Oggi, martedì 17 febbraio 2026, il mondo dell’hockey su ghiaccio volge lo sguardo alla Svezia, una delle superpotenze storiche di questo sport, impegnata nelle fasi cruciali del torneo olimpico di Milano Cortina.

La Svezia, nota nel mondo hockeistico come Tre Kronor (Tre Corone), vanta una tradizione secolare che combina tecnica sopraffina e una struttura fisica imponente. Con il ritorno dei giocatori NHL alle Olimpiadi del 2026, la compagine svedese si è presentata ai nastri di partenza come una delle favorite per il podio, guidata da stelle del calibro di Gabriel Landeskog.

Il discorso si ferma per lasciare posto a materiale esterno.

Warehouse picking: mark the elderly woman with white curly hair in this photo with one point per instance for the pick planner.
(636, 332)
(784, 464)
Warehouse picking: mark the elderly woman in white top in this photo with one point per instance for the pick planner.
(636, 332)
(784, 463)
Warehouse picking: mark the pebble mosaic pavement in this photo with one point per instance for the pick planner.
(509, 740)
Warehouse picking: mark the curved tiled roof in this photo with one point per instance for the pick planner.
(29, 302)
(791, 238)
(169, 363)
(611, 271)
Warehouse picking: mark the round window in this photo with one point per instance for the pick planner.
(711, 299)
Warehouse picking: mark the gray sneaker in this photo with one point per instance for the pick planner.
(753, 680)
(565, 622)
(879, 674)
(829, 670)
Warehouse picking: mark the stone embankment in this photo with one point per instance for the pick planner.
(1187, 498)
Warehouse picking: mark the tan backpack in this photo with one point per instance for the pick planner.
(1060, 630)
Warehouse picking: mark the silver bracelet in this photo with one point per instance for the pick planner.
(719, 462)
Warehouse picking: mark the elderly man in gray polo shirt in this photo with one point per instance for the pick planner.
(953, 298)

Aggiornamento Olimpiadi 2026: Torneo Maschile e Femminile

Il percorso svedese in questa edizione olimpica è stato caratterizzato da luci e ombre, con verdetti definitivi arrivati proprio nelle ultime ore:

  • Nazionale Maschile: Dopo una fase a gironi altalenante nel Gruppo B (vittoria 5-2 contro l’Italia, vittoria 5-3 contro la Slovacchia e sconfitta 4-1 contro la Finlandia), la Svezia ha concluso il round preliminare al settimo posto del seeding. Questo piazzamento costringe gli svedesi a disputare oggi, 17 febbraio, una partita di playoff da “dentro o fuori” per accedere ai quarti di finale.
  • Nazionale Femminile: Il cammino delle svedesi si è interrotto in semifinale ieri, 16 febbraio. Le Damkronorna sono state sconfitte nettamente dagli Stati Uniti con un punteggio di 5-0. Nonostante la sconfitta, la Svezia resta in corsa per la medaglia di bronzo.

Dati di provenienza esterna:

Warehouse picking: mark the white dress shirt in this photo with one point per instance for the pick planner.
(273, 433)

Specifiche e Albo d’Oro: Nazionale Svedese Maschile

Di seguito sono riportati i dati storici e le specifiche della nazionale svedese basati sui record ufficiali registrati fino all’inizio del torneo attuale.

CategoriaDettagli
SoprannomeTre Kronor (Tre Corone)
Colori SocialiGiallo e Blu
Oro Olimpico2 (Lillehammer 1994, Torino 2006)
Mondiali Vinti11 (Ultimo titolo nel 2018)
Ranking IIHF (Pre-2026)Top 10 Mondiale

La Storia: Dalle origini al dominio moderno

L’hockey su ghiaccio in Svezia ha radici profonde. Sebbene i primi giochi con bastone e palla su ghiaccio risalgano al 1700 (Bandy), la versione moderna dell’hockey ha preso piede all’inizio del XX secolo. La Svezia è stata la prima nazione europea a sfidare seriamente il dominio canadese negli anni ’50, vincendo il suo primo titolo mondiale nel 1953.

Il momento più iconico della storia recente rimane la finale olimpica di Torino 2006, dove la Svezia sconfisse la Finlandia in un derby scandinavo epico, conquistando il suo secondo oro olimpico grazie alle prestazioni di leggende come Nicklas Lidström e Peter Forsberg.

Il sistema svedese e la SHL

Il successo della nazionale è alimentato dalla Swedish Hockey League (SHL), considerata uno dei campionati più competitivi d’Europa. Squadre storiche come l’HV71 (campione di Svezia nel 2008 e 2010) e il Färjestad BK continuano a produrre talenti che regolarmente approdano nella NHL nordamericana.

FAQ – Domande Frequenti

Qual è stato il risultato di Svezia-Italia a Milano Cortina 2026?

La Svezia ha battuto l’Italia per 5-2 nella partita d’esordio del Gruppo B. Nonostante il vantaggio iniziale degli azzurri con Frigo e il pareggio di Bradley, la qualità svedese è emersa nel finale di gara.

Quante medaglie d’oro olimpiche ha vinto la Svezia nell’hockey?

La nazionale maschile svedese ha vinto due medaglie d’oro olimpiche: la prima a Lillehammer nel 1994 e la seconda a Torino nel 2006.

Chi è il capitano della Svezia alle Olimpiadi 2026?

La squadra è guidata da veterani della NHL, con Gabriel Landeskog tra le figure di riferimento principali del roster olimpico 2026.

Dove si giocano le partite di hockey di Milano Cortina 2026?

Le partite principali, incluse quelle della Svezia, si disputano presso l’Arena Santa Giulia a Milano, un impianto che ha ricevuto elogi internazionali per la qualità del ghiaccio e delle strutture.